Kent wreck-raid divers told to pay £64k

Shipwreck items Image copyright MCA
Image caption When police searched the divers' homes, they found "an Aladdin's cave" of items

Two divers who plundered artefacts worth more than £250,000 from shipwrecks off the Kent coast have been ordered to pay £63,500 between them.

David Knight, 52, and Edward Huzzey, 56, both from Sandgate, raided ships and allegedly kept cannon from the wreck of a 19th Century merchant ship.

The pair also used cutting tools to take propellers off a WW1 U-boat.

They pleaded guilty to 19 offences between them at Southampton Magistrates' Court in May.

It is the first example of a case being brought for divers failing to declare their haul.

The friends, who had been salvaging from shipwrecks since 2001, were "spooked" when they saw a BBC report that other divers in the Kent area had been arrested for raiding a battleship in the Thames Estuary, and went to the Maritime and Coastguard Agency (MCA).

'Industrial scale'

When police searched their homes, they found "an Aladdin's cave" of items.

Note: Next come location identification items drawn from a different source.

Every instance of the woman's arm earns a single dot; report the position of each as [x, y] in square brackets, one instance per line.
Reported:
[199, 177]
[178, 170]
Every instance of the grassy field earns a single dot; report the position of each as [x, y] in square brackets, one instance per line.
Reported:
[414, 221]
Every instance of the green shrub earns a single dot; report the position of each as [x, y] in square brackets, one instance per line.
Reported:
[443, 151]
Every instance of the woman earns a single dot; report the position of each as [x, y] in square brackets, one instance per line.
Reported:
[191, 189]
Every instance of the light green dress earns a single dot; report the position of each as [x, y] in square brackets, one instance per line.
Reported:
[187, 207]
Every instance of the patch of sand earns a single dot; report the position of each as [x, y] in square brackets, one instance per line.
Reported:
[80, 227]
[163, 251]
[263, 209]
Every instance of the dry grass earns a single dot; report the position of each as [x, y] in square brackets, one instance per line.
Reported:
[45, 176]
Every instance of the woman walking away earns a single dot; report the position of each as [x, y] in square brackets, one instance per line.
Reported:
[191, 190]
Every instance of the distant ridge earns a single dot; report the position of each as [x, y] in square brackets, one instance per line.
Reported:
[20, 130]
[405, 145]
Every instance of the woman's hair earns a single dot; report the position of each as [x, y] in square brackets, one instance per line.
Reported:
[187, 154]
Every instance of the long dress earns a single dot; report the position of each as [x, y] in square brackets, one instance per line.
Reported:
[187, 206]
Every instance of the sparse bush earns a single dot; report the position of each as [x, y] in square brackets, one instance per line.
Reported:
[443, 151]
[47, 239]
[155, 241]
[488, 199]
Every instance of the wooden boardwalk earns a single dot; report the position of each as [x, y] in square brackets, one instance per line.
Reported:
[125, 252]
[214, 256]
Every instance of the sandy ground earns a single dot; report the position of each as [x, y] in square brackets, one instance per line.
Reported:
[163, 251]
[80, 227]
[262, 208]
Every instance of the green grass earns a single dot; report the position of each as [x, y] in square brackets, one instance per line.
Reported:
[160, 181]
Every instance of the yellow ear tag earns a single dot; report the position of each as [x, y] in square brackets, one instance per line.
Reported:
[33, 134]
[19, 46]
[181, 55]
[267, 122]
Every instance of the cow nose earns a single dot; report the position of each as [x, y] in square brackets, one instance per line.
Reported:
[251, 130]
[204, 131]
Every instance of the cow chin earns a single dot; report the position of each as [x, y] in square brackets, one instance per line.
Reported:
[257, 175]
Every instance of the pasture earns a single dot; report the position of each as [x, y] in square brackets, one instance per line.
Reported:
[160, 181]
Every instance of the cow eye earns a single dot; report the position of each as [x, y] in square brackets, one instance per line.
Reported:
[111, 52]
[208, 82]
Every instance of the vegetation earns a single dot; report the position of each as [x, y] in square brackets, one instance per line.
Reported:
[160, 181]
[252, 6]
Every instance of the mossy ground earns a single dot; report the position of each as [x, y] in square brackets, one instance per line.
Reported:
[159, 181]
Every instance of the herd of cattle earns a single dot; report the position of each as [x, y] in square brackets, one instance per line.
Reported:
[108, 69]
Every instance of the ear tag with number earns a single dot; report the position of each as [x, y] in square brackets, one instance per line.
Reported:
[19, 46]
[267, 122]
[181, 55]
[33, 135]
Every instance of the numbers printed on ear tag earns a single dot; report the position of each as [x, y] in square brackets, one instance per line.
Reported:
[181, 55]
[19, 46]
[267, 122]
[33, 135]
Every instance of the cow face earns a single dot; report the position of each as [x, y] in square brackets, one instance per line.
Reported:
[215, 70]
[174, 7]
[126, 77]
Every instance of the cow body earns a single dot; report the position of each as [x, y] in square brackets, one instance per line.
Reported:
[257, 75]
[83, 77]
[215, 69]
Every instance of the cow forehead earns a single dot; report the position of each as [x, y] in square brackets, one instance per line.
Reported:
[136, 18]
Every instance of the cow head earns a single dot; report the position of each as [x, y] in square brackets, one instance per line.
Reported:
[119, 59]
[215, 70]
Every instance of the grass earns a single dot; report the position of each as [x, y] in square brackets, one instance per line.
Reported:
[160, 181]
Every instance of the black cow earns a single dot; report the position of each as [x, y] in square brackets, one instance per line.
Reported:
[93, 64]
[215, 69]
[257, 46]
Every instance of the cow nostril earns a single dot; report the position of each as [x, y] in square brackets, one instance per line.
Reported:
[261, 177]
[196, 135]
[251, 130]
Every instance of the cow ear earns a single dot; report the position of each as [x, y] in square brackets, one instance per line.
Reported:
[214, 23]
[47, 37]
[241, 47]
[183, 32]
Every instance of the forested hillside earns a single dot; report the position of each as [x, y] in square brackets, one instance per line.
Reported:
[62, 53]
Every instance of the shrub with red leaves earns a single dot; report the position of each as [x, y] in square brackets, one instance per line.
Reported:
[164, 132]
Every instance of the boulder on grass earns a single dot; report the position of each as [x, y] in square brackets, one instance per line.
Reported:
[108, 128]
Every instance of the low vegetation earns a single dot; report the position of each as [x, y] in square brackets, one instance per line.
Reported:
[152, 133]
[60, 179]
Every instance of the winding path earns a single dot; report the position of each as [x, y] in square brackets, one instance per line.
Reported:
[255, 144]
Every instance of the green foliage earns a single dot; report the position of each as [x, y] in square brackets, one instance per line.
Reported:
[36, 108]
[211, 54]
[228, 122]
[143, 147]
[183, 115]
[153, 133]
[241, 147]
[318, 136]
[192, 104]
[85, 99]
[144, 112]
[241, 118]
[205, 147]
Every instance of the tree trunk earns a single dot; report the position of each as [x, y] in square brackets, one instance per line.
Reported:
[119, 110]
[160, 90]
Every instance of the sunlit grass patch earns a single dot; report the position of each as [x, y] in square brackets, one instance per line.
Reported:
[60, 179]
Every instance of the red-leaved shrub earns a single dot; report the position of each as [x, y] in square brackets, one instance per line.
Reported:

Some items were sold for scrap - a receipt was found for "scrap metal and brass" for £357.

Knight and Huzzey admitted 19 offences, which was reduced to 17 after some of the artefacts were retrieved.

The court heard the cannon have now been recovered.

The Merchant Shipping Act 1995 says finds should be declared to the Receiver of Wreck within 28 days, but the defence argued there was a lack of clarity around this issue, and that the pair did ultimately confess.

Anthony Calloway, Hampshire's district judge, said: "It's clear the operation was on an industrial scale.

"The skill required and employed by them was considerable."

He added: "Huzzey and Knight are friends and clearly operated in close co-operation to actively scavenge for material from the wrecks they explored."

Knight was fined £7,000 and Huzzey £6,500.

Both were ordered to pay costs of £25,000 each.